A relação entre os transtornos do humor e o uso de substâncias é descrita há mais de dois mil anos, e hoje é reconhecida como uma das associações mais frequentemente encontradas entre portadores de depressão e de transtorno bipolar (TB). De acordo com resultados de diversos estudos, entre portadores de TB, cerca de 15% a 20% apresentam o diagnóstico de abuso de álcool, cerca de 21% a 40,5% o de dependência do álcool, e cerca de 18% e 28% preenchem também critérios para o diagnóstico de dependência de alguma outra substância psicoativa.
Uma questão que sempre se levanta, quando encontramos essa associação, é a da “causa ou efeito”. O abuso de substâncias poderia desencadear os sintomas do TB em indivíduos vulneráveis, ou os sintomas do TB facilitariam o abuso de substâncias? Para responder a essa questão, é importante observarmos a relação entre o início dos sintomas do TB e o início do uso de álcool e de substâncias, e precisamos: (1) determinar se os sintomas do TB começaram antes do início do uso de álcool e substâncias, (2) verificar se os sintomas do TB persistiram por período significativo de tempo após a intoxicação ou a abstinência de álcool ou substâncias, (3) julgar se os sintomas são excessivos em relação ao esperado para a quantidade consumida de álcool e substâncias e para a duração do uso. Mesmo que seja difícil afirmar qual dos transtornos precedeu ao outro sabemos que, em indivíduos com vulnerabilidade ao TB, o abuso de álcool e substâncias pode precipitar o desencadeamento de episódios de hipomania, mania, depressão, ou “mistos” (com sintomas do polo oposto).

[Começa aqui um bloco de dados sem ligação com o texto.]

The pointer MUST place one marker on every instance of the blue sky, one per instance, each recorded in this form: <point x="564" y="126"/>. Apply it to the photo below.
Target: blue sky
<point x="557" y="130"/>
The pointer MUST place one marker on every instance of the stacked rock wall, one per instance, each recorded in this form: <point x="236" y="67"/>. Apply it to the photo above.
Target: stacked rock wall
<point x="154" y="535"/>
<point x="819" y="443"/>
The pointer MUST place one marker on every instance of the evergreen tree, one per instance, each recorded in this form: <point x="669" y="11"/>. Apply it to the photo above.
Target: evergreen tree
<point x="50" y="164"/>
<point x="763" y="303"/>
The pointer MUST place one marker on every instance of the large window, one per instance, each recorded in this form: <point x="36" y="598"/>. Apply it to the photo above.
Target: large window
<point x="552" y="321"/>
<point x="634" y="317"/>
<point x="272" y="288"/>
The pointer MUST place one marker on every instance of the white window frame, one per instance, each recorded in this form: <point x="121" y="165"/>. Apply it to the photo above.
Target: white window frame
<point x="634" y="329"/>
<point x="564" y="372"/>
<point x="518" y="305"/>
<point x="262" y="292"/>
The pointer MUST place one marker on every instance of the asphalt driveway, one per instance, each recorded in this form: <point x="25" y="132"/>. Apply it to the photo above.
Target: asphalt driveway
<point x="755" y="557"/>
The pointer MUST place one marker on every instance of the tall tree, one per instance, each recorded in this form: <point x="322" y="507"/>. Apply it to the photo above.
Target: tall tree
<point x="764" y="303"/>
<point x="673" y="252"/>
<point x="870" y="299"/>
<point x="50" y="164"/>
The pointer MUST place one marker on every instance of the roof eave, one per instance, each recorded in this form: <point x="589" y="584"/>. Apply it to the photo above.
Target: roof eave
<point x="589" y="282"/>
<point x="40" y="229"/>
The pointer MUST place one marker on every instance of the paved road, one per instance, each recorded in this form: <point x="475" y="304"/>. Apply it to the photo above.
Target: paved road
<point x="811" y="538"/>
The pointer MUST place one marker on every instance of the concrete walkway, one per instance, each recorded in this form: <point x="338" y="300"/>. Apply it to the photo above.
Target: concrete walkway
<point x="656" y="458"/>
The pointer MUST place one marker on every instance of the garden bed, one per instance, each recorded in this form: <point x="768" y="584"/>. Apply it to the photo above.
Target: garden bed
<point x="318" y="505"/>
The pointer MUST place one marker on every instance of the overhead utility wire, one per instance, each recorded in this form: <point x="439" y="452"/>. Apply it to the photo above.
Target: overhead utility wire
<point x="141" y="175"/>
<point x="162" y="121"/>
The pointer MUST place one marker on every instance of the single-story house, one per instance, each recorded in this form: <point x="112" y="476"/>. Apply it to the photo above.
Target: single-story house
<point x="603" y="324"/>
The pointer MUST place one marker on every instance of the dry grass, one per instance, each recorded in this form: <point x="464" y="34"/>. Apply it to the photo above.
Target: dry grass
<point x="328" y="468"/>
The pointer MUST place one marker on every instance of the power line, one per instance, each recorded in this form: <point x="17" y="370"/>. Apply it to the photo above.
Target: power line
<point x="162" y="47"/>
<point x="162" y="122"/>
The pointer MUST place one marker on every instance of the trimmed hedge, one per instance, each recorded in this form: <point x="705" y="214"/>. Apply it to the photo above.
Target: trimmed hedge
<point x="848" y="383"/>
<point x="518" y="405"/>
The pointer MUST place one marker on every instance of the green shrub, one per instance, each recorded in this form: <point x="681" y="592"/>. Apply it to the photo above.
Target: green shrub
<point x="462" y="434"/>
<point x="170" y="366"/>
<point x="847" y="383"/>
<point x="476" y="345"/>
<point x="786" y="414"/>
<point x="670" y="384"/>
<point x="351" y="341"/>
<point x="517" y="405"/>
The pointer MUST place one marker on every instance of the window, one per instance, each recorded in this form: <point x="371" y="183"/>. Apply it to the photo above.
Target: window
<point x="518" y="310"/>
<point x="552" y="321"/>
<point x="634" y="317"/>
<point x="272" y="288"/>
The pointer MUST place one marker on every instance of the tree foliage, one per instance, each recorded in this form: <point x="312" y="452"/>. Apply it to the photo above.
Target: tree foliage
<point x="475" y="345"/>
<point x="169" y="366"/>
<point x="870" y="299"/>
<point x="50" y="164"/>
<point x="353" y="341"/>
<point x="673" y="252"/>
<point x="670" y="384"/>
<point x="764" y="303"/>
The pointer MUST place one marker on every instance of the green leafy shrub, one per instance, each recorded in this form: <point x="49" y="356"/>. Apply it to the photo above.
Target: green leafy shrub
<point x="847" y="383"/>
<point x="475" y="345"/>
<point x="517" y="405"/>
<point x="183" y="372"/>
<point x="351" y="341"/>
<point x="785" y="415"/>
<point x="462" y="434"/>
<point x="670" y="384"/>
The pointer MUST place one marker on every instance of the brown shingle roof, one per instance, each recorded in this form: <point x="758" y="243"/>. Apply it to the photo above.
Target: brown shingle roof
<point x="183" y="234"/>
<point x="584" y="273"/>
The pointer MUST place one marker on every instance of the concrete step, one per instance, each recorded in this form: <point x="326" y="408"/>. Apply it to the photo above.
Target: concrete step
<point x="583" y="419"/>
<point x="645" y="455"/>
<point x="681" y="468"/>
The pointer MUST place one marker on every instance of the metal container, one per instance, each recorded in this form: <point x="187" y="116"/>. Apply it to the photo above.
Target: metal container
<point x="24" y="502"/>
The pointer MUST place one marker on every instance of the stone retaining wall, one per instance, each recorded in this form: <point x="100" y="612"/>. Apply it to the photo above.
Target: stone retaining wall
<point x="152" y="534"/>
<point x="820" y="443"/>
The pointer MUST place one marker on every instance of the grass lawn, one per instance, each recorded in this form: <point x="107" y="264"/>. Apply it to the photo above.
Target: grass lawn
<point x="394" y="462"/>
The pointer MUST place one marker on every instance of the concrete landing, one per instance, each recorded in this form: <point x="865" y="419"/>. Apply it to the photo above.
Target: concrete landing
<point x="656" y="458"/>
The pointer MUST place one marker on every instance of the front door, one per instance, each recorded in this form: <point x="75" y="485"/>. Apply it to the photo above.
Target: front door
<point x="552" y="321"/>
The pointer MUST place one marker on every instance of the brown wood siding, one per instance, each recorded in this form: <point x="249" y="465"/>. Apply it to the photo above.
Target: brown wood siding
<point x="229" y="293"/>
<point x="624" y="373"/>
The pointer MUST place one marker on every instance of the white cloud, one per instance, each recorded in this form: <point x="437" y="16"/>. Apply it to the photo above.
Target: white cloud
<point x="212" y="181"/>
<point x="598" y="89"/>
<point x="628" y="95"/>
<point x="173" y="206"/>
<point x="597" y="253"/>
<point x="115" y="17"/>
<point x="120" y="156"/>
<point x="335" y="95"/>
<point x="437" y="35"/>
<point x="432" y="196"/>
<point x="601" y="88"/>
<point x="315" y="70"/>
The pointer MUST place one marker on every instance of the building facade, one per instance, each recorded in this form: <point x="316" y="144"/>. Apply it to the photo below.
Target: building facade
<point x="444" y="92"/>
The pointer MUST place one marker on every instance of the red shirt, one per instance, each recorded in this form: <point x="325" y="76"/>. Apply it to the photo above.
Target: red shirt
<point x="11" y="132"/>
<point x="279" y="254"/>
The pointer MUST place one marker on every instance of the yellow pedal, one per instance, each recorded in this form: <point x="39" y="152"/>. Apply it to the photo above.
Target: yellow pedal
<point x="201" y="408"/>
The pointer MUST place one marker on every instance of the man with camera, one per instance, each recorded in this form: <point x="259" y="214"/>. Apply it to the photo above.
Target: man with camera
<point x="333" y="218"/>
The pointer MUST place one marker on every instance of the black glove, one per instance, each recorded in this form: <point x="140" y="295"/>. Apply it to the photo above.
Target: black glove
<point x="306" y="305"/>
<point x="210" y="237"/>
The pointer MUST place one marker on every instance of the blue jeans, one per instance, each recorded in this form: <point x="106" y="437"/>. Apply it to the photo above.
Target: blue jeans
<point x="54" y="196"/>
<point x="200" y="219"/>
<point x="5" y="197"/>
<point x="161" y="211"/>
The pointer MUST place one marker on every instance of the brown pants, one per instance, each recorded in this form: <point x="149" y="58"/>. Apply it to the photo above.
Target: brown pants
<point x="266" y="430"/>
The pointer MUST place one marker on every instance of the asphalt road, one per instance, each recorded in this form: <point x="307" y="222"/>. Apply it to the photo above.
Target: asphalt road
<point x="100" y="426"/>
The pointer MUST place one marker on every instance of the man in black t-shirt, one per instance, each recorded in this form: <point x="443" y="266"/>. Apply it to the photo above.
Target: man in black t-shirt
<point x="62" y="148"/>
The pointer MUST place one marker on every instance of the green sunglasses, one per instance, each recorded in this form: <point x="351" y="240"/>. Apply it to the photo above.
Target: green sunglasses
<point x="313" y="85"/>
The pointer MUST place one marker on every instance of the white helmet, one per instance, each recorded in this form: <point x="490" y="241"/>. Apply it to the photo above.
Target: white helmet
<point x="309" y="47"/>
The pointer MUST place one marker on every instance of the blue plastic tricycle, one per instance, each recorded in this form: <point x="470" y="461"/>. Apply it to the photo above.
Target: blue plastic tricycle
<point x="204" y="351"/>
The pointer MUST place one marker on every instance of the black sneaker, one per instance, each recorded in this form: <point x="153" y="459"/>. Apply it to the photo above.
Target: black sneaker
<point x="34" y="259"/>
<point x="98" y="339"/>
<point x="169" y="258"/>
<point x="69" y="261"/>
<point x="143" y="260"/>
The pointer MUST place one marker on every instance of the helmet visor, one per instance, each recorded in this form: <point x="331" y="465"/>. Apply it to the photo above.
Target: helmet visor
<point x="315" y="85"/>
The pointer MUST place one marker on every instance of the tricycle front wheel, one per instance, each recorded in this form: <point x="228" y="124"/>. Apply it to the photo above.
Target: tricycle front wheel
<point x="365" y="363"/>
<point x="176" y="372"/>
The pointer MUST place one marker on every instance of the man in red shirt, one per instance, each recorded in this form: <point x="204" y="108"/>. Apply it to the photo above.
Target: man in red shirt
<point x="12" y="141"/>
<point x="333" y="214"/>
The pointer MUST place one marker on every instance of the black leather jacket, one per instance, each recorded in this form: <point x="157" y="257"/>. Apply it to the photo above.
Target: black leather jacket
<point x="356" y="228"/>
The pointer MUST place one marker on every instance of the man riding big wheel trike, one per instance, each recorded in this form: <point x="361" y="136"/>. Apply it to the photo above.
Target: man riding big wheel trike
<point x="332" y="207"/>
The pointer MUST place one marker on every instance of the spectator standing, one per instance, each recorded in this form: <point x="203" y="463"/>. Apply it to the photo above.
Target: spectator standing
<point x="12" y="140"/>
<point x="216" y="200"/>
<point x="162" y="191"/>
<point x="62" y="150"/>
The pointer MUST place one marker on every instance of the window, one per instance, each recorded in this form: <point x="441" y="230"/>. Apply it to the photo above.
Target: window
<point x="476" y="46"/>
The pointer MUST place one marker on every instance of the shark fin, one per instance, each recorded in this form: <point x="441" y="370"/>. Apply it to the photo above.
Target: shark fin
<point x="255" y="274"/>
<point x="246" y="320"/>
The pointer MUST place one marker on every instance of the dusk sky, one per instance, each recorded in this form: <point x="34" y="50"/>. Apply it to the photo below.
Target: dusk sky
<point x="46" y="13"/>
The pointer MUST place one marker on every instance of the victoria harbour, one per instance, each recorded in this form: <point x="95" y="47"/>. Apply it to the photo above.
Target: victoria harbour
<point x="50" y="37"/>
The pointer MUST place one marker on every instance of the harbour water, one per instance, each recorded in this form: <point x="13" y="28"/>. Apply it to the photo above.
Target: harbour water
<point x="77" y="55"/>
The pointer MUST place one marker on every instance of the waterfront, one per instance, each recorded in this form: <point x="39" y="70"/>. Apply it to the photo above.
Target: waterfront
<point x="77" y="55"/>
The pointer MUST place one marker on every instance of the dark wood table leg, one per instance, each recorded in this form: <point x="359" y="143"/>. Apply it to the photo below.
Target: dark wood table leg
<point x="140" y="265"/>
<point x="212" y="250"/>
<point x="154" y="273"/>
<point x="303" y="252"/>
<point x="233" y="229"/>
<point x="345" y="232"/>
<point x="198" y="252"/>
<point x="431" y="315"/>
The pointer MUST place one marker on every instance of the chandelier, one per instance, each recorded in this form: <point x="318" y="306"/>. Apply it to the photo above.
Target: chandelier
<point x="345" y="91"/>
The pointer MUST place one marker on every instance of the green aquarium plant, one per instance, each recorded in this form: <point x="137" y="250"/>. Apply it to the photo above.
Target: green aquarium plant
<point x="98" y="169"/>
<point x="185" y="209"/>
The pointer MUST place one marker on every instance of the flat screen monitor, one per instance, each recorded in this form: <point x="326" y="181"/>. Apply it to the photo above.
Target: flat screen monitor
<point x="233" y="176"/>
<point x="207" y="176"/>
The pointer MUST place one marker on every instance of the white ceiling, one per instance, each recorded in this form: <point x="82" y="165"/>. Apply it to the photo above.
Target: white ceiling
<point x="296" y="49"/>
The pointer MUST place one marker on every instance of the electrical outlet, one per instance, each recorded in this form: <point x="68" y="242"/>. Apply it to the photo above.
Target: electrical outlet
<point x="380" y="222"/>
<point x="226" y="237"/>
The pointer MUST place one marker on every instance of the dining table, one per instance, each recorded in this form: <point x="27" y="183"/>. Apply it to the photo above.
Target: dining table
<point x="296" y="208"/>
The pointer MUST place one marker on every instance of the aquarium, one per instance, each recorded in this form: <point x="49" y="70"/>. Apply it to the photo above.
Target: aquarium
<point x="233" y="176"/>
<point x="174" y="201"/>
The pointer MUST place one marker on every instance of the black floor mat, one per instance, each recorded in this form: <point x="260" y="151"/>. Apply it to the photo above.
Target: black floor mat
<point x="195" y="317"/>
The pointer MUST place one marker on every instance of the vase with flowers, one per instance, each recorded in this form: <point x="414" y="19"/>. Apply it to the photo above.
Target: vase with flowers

A comorbidade com os transtornos relacionados ao uso de álcool e de outras substâncias influencia a manifestação, a evolução clínica, a resposta aos tratamentos e o prognóstico dos portadores de TB. O consumo de álcool e estimulantes (como a cocaína) pode aumentar nas fases depressivas, hipomaníacas, maníacas e mistas do TB. A hipótese do uso de substâncias como “automedicação” foi proposta já em séculos passados, e o uso de estimulantes poderia, também, ser buscado para acentuar ou prolongar os sintomas de hipomania ou de mania.
O abuso do álcool e substâncias associa-se à pior evolução do TB, e foi associado ao início mais precoce, ao número mais frequente e à maior duração dos episódios, à ocorrência mais frequente de “episódios mistos”, à ciclagem rápida, à maior frequencia de internações e à maior prevalência de comorbidade com transtornos de ansiedade. A comorbidade como abuso ou dependência de álcool e substâncias também está associada à pior resposta aos tratamentos para a estabilização do TB e à persistência de sintomas maníacos e depressivos subsindrômicos (aqueles que não preenchem critérios para um episódio, mas que causam sofrimento e interferem com a qualidade de vida). Como consequência, o risco de suicídio entre portadores de TB que apresentam também abuso ou dependência de álcool e de substâncias é alto.
Fontes:
LARANJEIRA, R. R. ; ALVES, H. N. P. ; CIVIDANES, G. ; MACEDO-SOARES, M. B. ; ZALESKI, M. . Dependencia de álcool e substâncias e comorbidade com transtorno bipolar. In: José Alberto Del-Porto; Katia Oddone Del-Porto; Luiz Paulo Grinberg. (Org.). Transtorno bipolar: fenomenologia, clínica e terapêutica. São Paulo: Editora Atheneu, 2009, p. 179-198.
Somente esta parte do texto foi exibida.